Just a ready-to-use full version, based on @lucanLepus's accepted answer.
Let's say I am userA
, and I want to totally remove folder from history media/1 Juno-Trumpet/
(which is not present anymore in latest commits, but in far past commits) from the repo on Github.
NB: this particular repository has original branches master
, sfz
, and wifi
, and tag v1.0
. To avoid needing to know this, I use a mirror clone here (which makes a bare repository, which is fine since I will use an index filter).
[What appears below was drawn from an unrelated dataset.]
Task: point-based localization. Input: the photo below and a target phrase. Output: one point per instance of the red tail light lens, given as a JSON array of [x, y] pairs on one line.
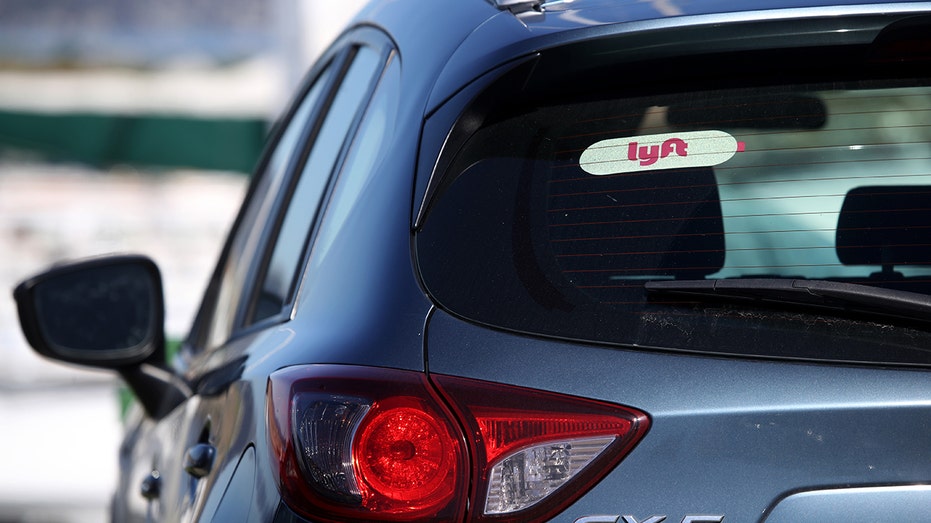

Then, since this is GitHub, I toss all the refs/pull/
refs first.
As it turns out, the files are also named media/Juno-Trumpet/
and media/Juno/
, so we need to remove all three path names.
git clone --mirror https://github.com/alexmacrae/SamplerBox.git
cd SamplerBox.git
git for-each-ref --format="git update-ref -d %(refname)" refs/pull | sh
git for-each-ref # to check that we have only wanted refs left
git count-objects -vH # size-pack: 54.40 MiB
git filter-branch --index-filter 'git rm -r --cached --ignore-unmatch "media/1 Juno-Trumpet" media/Juno-Trumpet media/Juno' --prune-empty --tag-name-filter cat -- --all
The filter-branch step takes a short while and ends with:
Ref 'refs/heads/master' was rewritten
Ref 'refs/heads/sfz' was rewritten
Ref 'refs/heads/wifi' was rewritten
WARNING: Ref 'refs/tags/v1.0' is unchanged
v1.0 -> v1.0 (7ec3254d08b65fd3ca8a048cef60b5b2c75f7e11 -> 7ec3254d08b65fd3ca8a048cef60b5b2c75f7e11)
(This last line indicates that the one tag in the repository comes before any of the rewritten commits, i.e., we did not need --tag-name-filter cat
after all.)
Now we must remove the refs/original/
names. Since this is a fresh clone, there are no reflogs to expire, but we'll do that anyway, and then repack with git gc
:
git for-each-ref --format="git update-ref -d %(refname)" refs/original | sh
git reflog expire --expire=now --all
git gc --prune=now --aggressive
git count-objects -vH # size-pack: 1.41 MiB
I have not done this last step:
git push origin '+refs/*:refs/*'
(and if you're really sure you want all the media files totally gone, you might want to clean out all the pull requests as well, since they will retain them for a while otherwise).
Incidentally, I found the files under the three names using:
git cat-file --batch-all-objects --batch-check | sort +2 -rn | head
to find relatively large files, followed by:
git rev-list --all | while read ref; do
git ls-tree -r $ref | grep 477145c7d0190f4e0aeea0f7bfb9accbf2c1ba48;
done | sort -u
(477145c7d0190f4e0aeea0f7bfb9accbf2c1ba48
is one of the big .wav
files. I did not check to see whether all the files removed are .wav
files and whether any other .wav
files remain.)